Under SHI, GPs & specialists are generally reimbursed on a fee-for-service (FFS) basis according to a uniform fee schedule that is negotiated between sickness funds và regional associations of physicians. The law requires SHI-contracted ambulatory physicians khổng lồ be members of these regional associations, which act as financial intermediaries between physicians & sickness funds và are responsible for coordinating care requirements within their region.

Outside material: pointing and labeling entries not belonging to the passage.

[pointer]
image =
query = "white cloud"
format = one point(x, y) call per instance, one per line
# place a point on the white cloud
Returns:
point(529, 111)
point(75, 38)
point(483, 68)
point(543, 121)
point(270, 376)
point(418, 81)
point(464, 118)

The associations receive monies from sickness funds in the size of annual capitations. The physicians then bill the associations according to the SHI fee schedule. However, physician payments are limited lớn a predefined quarterly maximum number of patients per practice and reimbursement points per patient, setting quarterly thresholds for the number of patients & of treatments per patient for which a physician can be reimbursed. If physicians exceed the quarterly thresholds, they are paid considerably less for any additional services provided. This can lead physicians khổng lồ postpone nonurgent patient visits once they reach the thresholds, which means patients may have longer appointments wait times at the over of each quarter.

For private patients, GPs và specialists are also paid on a fee-for-service basis, but private tariffs are usually higher than the tariffs in the SHI fee schedule.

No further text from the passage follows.